Volume > Issue > Denizens of a Pale Blue Dust Mote

Denizens of a Pale Blue Dust Mote

CULTURAL COUNTERPOINT

By Jason M. Morgan | July-August 2019
Jason M. Morgan teaches history, language, and philosophy at Reitaku University in Japan.

“All science has at present the object of dissuading man from his former respect for himself.” — Friedrich Nietzsche

 

One of the most famous photographs ever taken does not look much like a photograph. It hardly looks like anything, really. Some faint orange, green, and magenta bands transect a grainy black background, too controlled to be a work of modern art, yet far too empty to be a traditional portrait. What is this strange image?

If you study the photograph you will notice that around the middle of the faded orange shaft, in a side third of the frame (there is no discernible up, down, left, or right), there is a very small pinprick of washed-out cerulean glow. Without the benefit of an explanation, it would be nigh impossible to guess that this little sky-colored tenth-of-a-pixel in a field of muted earth tones is none other than Earth itself. The photograph is named for its smallest — and yet, once you have noticed it, most insistent — element: Pale Blue Dot.

That this is a photograph and not a painting or drawing suggests that it was taken from very far away, and in fact, the image was taken on Valentine’s Day 1990, at a distance of four billion miles from its subject, us. This strange love letter to the human race was dashed off as the equipment used to produce it, the manmade spacecraft Voyager 1, sped away from us at a rate of approximately 38,000 miles an hour. Like Prince Genji scrawling a hasty poem as he was leaving a court lady’s chambers in the morning dew, Voyager 1 looked over its shoulder as it edged toward the interstellar medium to cast one last, longing look at the planet it would never visit again.

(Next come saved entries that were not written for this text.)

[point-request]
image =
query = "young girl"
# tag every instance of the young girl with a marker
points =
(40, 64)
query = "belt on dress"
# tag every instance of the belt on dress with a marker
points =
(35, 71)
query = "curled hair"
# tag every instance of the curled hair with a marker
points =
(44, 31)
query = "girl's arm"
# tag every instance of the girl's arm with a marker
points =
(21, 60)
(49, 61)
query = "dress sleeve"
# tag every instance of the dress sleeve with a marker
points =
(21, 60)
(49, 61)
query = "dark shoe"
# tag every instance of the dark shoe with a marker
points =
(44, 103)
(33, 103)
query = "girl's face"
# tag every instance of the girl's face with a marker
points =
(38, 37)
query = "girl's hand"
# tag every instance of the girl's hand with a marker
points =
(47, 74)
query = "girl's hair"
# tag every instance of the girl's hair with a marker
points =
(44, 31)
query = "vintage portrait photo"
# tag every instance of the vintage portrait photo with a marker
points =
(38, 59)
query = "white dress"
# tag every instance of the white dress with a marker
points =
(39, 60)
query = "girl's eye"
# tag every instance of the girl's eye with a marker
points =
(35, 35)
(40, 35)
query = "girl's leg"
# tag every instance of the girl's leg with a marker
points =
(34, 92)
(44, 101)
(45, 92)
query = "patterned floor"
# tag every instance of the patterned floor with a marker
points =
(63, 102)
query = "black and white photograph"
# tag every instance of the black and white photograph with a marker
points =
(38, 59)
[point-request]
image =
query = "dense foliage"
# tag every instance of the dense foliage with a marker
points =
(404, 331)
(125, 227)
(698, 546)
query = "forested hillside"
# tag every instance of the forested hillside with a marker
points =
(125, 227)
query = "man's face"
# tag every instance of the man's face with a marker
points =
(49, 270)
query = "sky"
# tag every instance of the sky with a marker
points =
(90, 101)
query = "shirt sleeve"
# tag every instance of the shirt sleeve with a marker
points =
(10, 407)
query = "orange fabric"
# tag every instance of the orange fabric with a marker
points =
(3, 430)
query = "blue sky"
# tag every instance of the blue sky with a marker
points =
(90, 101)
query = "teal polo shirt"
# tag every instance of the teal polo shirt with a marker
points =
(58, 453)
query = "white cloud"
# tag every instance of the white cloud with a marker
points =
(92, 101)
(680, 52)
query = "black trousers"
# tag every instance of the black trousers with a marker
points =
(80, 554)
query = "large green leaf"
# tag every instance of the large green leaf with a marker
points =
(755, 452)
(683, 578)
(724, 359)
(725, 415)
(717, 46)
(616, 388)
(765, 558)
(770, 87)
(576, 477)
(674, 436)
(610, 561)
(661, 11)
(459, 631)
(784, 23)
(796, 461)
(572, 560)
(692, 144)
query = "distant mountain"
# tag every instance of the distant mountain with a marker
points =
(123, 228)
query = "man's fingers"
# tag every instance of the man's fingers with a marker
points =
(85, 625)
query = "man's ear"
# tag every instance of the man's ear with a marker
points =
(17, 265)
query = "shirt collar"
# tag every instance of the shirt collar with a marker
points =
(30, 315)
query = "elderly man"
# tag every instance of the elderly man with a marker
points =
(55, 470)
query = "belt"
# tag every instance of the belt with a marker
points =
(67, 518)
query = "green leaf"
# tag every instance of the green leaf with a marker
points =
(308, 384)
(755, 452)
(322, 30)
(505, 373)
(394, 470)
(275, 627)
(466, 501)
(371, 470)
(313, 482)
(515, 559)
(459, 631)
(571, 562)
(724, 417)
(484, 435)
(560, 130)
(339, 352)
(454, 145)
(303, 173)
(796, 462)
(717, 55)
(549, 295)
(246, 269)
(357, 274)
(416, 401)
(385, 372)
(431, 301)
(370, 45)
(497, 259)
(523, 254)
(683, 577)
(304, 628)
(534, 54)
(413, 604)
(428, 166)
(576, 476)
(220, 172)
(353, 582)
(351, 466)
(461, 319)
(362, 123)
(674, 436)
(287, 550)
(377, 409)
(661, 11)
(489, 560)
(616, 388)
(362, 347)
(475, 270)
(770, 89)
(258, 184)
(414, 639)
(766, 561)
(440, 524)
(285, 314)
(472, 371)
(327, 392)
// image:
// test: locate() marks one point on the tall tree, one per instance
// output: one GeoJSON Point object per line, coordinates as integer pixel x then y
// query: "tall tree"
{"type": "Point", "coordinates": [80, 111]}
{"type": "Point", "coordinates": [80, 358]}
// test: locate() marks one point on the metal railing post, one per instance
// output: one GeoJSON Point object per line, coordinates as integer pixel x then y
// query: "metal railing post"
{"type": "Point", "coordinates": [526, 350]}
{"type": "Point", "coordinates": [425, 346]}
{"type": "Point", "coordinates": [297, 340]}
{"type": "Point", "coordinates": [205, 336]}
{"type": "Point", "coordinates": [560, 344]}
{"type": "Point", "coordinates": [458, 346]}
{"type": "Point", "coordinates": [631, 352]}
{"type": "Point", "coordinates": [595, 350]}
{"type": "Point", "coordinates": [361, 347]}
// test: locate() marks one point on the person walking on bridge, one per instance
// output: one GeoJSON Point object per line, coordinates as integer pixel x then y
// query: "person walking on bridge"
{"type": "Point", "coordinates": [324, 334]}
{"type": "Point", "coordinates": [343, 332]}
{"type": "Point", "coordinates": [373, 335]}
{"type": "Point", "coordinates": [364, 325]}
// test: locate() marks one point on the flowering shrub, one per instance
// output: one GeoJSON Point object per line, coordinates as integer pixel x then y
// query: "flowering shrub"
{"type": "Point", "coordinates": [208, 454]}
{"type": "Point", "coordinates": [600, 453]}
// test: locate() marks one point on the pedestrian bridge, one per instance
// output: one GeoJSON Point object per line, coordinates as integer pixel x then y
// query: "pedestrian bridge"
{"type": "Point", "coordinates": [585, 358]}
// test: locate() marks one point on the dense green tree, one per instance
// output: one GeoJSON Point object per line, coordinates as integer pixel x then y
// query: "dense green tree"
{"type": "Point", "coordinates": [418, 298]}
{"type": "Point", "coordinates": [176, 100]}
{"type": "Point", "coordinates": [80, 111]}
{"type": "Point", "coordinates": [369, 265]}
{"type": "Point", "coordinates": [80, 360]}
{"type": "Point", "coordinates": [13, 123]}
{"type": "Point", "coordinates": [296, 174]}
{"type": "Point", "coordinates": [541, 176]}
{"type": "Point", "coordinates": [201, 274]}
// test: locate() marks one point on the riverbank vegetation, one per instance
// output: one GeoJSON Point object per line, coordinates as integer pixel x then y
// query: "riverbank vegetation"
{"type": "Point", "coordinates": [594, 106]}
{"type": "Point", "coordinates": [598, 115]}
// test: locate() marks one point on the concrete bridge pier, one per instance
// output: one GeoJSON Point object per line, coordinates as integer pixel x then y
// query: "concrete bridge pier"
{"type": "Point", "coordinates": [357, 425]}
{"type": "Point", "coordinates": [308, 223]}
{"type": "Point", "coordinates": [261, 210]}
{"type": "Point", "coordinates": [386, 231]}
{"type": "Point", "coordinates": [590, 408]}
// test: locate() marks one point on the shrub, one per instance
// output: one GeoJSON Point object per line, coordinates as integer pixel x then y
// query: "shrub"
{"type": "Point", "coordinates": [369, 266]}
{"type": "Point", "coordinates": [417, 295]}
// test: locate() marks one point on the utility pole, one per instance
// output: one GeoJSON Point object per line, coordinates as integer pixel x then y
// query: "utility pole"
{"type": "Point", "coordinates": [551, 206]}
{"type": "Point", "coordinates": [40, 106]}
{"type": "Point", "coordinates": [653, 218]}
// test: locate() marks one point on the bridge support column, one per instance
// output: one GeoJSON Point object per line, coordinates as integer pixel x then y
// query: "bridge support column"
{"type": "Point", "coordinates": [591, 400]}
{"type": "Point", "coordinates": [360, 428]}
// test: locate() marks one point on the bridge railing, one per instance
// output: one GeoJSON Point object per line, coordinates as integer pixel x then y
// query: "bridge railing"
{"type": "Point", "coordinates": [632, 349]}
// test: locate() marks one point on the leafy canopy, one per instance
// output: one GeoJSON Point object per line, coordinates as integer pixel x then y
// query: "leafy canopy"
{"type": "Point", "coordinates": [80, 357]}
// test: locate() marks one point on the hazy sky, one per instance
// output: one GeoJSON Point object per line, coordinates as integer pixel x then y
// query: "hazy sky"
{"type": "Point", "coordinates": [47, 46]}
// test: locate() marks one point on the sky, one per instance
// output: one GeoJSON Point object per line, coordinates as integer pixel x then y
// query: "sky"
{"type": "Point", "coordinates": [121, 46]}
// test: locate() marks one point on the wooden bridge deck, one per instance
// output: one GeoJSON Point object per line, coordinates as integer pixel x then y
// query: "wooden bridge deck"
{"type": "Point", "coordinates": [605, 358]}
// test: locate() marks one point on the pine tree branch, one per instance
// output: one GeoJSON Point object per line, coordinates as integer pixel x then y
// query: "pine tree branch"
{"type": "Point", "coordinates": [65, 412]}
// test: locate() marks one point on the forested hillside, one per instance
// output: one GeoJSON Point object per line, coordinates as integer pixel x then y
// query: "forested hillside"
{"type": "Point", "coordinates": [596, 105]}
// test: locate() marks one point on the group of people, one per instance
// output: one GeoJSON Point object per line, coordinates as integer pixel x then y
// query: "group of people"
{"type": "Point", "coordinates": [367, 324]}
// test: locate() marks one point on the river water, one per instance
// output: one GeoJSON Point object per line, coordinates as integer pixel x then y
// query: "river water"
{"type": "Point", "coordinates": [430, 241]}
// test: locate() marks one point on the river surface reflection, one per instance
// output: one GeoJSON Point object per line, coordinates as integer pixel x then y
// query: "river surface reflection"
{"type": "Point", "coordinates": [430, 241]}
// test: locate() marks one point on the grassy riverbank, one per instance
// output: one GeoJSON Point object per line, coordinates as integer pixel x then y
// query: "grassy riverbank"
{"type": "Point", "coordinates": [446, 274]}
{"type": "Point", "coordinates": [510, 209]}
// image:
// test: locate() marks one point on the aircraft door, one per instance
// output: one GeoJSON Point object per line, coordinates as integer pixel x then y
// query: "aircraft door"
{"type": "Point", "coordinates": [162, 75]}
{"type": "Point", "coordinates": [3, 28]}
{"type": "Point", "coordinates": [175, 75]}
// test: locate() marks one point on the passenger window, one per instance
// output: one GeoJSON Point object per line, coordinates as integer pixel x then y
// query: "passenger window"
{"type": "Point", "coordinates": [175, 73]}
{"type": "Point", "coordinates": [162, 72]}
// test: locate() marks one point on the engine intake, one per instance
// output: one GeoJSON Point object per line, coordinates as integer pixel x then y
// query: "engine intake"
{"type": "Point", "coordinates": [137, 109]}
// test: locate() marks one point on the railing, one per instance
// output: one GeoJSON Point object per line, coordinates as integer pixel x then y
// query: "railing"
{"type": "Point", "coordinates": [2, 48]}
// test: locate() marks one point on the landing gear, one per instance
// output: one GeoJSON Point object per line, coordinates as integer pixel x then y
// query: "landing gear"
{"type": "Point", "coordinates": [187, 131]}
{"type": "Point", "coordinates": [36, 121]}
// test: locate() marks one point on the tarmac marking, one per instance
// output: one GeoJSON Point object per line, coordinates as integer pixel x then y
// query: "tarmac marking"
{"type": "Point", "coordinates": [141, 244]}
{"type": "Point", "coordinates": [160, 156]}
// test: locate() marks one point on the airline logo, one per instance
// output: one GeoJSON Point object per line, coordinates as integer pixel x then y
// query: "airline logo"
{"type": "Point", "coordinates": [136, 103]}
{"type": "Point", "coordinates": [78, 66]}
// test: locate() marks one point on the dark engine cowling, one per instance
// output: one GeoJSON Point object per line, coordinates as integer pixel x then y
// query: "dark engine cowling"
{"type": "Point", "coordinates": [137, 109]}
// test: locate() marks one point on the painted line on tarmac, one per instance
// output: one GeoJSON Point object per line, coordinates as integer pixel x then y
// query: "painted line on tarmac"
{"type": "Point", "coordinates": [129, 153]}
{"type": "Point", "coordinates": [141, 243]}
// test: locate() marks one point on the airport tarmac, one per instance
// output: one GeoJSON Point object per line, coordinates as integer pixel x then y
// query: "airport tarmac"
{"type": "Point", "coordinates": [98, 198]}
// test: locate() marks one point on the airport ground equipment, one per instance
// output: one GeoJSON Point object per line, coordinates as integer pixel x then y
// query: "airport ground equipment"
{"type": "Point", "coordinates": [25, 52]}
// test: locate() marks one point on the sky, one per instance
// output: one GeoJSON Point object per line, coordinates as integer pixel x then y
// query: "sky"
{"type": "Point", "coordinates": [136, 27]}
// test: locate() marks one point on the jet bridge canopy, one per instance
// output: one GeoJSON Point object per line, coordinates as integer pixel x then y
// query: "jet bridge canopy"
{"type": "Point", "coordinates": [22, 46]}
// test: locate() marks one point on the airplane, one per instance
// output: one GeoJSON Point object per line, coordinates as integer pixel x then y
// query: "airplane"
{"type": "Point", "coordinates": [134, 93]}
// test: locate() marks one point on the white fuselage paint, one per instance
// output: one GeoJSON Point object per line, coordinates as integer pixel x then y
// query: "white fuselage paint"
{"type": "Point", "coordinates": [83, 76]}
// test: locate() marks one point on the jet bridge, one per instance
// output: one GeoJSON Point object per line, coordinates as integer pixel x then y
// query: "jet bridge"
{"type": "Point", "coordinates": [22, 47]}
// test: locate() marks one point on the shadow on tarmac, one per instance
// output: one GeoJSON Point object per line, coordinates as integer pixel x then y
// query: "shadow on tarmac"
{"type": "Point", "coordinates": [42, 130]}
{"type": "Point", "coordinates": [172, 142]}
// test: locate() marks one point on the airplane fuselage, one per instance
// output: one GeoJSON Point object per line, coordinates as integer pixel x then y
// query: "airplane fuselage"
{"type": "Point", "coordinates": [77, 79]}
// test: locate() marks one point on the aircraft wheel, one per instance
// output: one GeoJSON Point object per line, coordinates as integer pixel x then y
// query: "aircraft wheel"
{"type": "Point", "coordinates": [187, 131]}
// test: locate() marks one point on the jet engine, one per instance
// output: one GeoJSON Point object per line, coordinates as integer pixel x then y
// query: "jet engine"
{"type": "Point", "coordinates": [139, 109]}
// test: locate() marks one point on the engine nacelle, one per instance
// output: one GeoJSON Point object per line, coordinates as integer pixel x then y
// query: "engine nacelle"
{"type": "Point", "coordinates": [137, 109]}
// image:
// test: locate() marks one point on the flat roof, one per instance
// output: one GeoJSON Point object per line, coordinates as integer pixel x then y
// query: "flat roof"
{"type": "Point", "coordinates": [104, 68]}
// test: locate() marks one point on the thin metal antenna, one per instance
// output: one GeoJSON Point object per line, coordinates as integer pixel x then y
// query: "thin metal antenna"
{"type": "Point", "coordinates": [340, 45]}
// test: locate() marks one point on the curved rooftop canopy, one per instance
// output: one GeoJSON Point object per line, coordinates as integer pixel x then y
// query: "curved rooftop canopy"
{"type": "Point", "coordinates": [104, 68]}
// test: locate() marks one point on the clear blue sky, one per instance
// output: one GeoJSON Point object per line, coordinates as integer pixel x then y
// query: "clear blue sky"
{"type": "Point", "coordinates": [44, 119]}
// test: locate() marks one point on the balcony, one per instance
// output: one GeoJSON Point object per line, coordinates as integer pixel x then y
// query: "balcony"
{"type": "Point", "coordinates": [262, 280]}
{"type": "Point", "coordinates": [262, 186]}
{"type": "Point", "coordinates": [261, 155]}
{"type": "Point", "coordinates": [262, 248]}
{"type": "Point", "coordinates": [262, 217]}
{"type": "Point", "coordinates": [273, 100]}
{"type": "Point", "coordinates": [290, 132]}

To be more precise, it wasn’t Voyager 1 that took the photograph; it was Carl Sagan. Anyone who was of age in the 1980s will remember this decorated astronomer, Pulitzer Prize-winning author, and master publicist. Sagan is famous for his many books, but most of all for Cosmos (1980; also made into a PBS television series), in which he strove to impress upon us our overall insignificance in a universe of big planets, raging supernovae, and yawning gulfs of oil-black space.